Enforce access control on retrieval

Apply user-level or role-based access filters when retrieving documents from RAG. Make sure the chunks returned are not just relevant but also permitted for the current user to access.
Most libraries can cover this. Langchain4j has the concept of Metadata stored with the segments that can be used for filtering. This is an excellent way to retrieve only segments appropriate for the logged-in role.

Segment and scope your index

Don't create a single, large vector index for your entire organization. Instead, segment your vector stores based on user groups, departments, or specific job functions. This approach enhances security by restricting potential exposure and limiting the impact of unauthorized access.

Prevent regular vulnerabilities in code and dependencies.

Vulnerabilities in custom code and or external libraries can be used to poison the data in RAG systems. Even if it seems like a certain vulnerabilty is unrelated, it may be used to influence RAG segments and therefore the response of an LLM. Vulnerabilities like SQL injection and Path traversal attacks can lead to the overwriting of source documents. When these poisoned documents are used in a RAG system, they can create unpredictable or even malicious output. Scanning your application code and libraries for known vulnerabilities using Snyk should minimize these risks.

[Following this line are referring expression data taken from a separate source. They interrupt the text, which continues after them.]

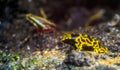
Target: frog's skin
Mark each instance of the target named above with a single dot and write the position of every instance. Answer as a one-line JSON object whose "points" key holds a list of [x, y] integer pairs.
{"points": [[83, 42]]}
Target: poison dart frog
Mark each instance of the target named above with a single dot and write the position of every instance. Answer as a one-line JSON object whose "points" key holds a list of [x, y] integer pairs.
{"points": [[84, 42]]}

Use moderation and filters on data sources

Before indexing any content into your RAG system, it’s important to validate and filter the data to ensure quality and safety. This includes cleaning up formatting issues, removing junk or irrelevant content, and applying moderation to catch things like prompt injections, toxic language, or spam, especially in user-generated inputs. In higher-risk environments, consider using approval workflows or tagging systems to control what gets indexed. 

Regularly audit your data

Regularly auditing and curating your data is essential for minimizing the risk of hallucinations, as these are often caused by low-quality or conflicting content. Ensure your data remains clean, consistent, and up-to-date. Regularly review and update your vector store. A good strategy is to store a reference to the original document in segment metadata, so you can update appropriately.

Avoid unfiltered cache responses

If caching is used to improve performance, ensure that cached results respect user sessions and context. Prompts and responses should not be reused across users unless they are public and approved.

Review your LLM model strategy.

Segment LLM assistants and data stores alike. Serve sensitive information to a local model, as some data should remain within the system. Prevent unnecessary data leak risks and limit fallout by using multiple models in a single system, each based on specific goals and information. When using a public model provider, review their terms on data storage, retention, and usage. For sensitive workloads, use models with strong privacy guarantees or host them in-house. 

RAG is critical, but is also an attack vector.

Retrieval-Augmented Generation (RAG) is a critical technique for building robust and reliable LLM-powered applications. By integrating external knowledge sources, RAG addresses the limitations of LLMs, ensuring more accurate and context-aware responses.

However, the implementation of RAG introduces security considerations. Risks such as prompt injection, data poisoning, access control gaps, and data leakage must be proactively managed.

By implementing strategies like content sanitization, access control enforcement, data segmentation, vulnerability scanning, and regular audits, organizations can mitigate these risks and build more secure RAG-based applications. To make AI really work in our applications, a solid plan that cares about both how well RAG systems do their job and how secure they are is essential.